すると、「ああいう人たちは、ガスの火をつけたことがないんです」と言う。これには絶句した。つまり親が基本的な生活能力を教えていないのだ。子どもの教育に熱心な親は、勉強もさせるが、一方で体力づくりや食育にも熱心だ。しかし子どもに無関心な親は、子どもがゲーム漬けだろうとスナック菓子を食べすぎだろうと、どうでもいい。さらにひどい親になると、レトルトカレーを温めないでそのまま食べたりしているという。このような環境に育てば、食に関する知識も興味もなくなって当然だ。

したがって、育ち盛りの子どもがいるのに、「最近、手作りの料理が食卓に並ばなくなったな」という家庭は要注意である。母親ができないなら、父親が台所に立って料理のイロハを実践してみせる必要があるだろう。

私自身、毎朝必ず家族のために朝食を作っている。もっとも、ごはんと味噌汁、プラス1品程度だが……。それでも、自宅で素材から料理を作るということは、大げさに言えば下流に転落することを防ぐ、あるいは下流から脱出するための「階級闘争」の手段なのである。

実際、冷蔵庫にある材料で手早くおいしいものを作ろうと思ったら、計画性や応用力が必要だ。これは仕事も同じだろう。限られた時間や予算のなかで、ある程度の結果を出さねばならないのだから。

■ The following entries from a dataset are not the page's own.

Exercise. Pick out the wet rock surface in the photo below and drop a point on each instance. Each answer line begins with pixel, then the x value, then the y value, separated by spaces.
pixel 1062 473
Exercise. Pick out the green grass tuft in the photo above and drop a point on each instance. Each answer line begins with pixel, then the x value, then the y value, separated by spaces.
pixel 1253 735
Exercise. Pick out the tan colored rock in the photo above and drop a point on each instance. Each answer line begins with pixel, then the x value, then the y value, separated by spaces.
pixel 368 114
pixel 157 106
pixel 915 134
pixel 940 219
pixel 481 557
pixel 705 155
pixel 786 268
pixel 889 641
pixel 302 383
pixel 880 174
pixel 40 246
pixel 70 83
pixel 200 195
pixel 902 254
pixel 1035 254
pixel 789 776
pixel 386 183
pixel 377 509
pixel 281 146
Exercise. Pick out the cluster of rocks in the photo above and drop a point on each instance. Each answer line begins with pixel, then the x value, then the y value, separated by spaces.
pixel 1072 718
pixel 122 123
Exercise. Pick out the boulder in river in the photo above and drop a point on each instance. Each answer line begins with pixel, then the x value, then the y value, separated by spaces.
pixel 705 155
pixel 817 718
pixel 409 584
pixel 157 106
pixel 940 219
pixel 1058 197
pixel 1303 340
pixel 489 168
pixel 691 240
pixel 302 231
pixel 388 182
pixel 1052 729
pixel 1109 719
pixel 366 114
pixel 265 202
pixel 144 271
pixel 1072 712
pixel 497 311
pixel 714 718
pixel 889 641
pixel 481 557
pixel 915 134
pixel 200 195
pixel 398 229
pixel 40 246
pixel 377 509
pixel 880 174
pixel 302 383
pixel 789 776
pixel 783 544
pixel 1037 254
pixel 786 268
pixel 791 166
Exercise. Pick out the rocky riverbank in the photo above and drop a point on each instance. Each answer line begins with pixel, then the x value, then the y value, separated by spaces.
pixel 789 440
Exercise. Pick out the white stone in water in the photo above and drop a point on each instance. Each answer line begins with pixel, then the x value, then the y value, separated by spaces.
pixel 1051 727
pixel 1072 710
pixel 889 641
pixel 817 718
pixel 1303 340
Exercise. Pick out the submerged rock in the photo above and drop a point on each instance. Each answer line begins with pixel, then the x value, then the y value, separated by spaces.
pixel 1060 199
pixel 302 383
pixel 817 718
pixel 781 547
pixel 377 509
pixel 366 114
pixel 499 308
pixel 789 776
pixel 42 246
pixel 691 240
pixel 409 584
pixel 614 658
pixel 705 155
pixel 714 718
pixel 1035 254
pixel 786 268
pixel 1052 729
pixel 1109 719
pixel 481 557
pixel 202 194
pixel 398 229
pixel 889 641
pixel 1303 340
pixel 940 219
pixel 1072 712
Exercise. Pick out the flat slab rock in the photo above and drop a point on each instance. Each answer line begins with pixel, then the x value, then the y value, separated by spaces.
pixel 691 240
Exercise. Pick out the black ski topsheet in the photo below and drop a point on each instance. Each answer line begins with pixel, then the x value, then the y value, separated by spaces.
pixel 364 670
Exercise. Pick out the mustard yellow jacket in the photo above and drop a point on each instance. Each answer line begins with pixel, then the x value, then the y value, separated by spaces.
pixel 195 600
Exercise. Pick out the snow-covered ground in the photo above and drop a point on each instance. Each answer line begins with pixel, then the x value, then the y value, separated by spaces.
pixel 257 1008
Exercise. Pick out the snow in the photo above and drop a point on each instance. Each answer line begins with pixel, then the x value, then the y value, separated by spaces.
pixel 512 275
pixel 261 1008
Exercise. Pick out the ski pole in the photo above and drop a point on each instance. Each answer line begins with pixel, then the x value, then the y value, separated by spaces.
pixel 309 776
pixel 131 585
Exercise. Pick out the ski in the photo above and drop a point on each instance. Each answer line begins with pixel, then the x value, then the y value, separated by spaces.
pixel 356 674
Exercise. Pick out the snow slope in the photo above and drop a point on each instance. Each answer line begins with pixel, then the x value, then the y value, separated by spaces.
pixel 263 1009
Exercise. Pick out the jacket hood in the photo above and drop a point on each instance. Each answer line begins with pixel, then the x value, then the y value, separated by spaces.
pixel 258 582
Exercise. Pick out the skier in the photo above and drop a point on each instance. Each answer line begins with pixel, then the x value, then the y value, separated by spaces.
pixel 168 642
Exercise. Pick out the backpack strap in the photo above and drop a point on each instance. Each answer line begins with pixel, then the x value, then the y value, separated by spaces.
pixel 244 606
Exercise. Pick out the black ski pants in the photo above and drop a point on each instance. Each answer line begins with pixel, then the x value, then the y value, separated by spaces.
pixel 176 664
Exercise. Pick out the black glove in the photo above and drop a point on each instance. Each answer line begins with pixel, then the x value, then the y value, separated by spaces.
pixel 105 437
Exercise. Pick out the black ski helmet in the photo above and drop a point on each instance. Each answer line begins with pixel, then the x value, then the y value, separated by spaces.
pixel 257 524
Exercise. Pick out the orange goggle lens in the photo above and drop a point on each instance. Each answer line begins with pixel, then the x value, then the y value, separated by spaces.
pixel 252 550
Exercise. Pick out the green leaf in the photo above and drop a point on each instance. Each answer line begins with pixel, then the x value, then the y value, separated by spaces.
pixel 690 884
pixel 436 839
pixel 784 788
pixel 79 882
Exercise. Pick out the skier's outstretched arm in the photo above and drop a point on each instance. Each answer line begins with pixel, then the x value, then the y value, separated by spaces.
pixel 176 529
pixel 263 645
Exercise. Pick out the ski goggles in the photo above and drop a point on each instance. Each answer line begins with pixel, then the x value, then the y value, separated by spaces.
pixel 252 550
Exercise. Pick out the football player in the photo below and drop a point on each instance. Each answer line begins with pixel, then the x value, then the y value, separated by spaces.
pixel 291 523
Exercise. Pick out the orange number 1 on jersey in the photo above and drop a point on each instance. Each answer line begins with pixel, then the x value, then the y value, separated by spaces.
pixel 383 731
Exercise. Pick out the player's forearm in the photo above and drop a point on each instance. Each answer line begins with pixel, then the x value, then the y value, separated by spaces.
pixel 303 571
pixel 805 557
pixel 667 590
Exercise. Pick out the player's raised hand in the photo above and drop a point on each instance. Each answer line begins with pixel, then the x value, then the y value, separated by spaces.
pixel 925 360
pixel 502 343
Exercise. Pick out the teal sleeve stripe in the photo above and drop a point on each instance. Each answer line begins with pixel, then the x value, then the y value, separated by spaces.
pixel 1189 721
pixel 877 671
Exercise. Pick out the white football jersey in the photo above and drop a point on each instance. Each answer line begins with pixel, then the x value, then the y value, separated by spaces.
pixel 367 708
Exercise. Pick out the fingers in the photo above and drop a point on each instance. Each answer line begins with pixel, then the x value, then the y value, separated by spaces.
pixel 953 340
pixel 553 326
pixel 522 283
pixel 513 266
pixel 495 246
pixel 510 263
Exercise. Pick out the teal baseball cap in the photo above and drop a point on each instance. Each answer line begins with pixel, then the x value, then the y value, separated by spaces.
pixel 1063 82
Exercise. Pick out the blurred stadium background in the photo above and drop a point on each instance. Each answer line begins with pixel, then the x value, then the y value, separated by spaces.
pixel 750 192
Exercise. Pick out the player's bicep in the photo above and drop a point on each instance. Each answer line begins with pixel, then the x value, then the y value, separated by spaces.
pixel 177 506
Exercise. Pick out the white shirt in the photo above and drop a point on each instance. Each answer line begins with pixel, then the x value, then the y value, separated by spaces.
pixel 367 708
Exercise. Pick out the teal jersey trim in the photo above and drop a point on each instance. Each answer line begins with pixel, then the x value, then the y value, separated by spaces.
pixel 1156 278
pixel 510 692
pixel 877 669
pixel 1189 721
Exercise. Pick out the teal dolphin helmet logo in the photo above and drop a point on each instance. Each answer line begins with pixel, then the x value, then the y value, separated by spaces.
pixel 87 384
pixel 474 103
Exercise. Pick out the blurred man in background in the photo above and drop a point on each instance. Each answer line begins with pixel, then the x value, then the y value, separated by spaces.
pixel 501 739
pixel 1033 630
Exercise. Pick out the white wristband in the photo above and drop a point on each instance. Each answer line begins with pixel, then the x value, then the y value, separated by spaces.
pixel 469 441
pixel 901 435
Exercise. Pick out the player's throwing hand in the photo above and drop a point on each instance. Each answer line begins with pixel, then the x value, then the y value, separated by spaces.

しかし下流の人たちは、この種のちょっとした準備や段取りをするのが苦手だ。

以前、私のところに「下流3人組」のようなアルバイト学生が来ていた。彼らは美大生で、パソコンを使ってデザインをするからCD-ROMを大量に使う。 私なら残り2~3枚になったところで20枚パックを買い足すけれど、彼らは最後の1枚がなくなるまで、補充するという発想がない。結局、夜中にドン・キホーテまでタクシーを飛ばすようなことをしているのだ。つまり、目的合理的に「こうなったら、ああなる」と予測して行動することができないのである。

下流が太る原因のもうひとつは、知識の欠如だ。

たとえば食品パッケージの裏に印刷してある成分表やカロリー表示を読んだことのある人は少ないのではないか。たとえ下流といえども、「こういうものは体に悪い」という認識があれば、食べるのを控えるかもしれない。しかしそれを阻むのがテレビだ。彼らは民放テレビをよく見ているが、テレビ局にとって食品会社は大事なスポンサーのひとつだから、あまり都合の悪い情報は流さない。その代わり、食欲を刺激するようなコマーシャルを四六時ちゅう流している。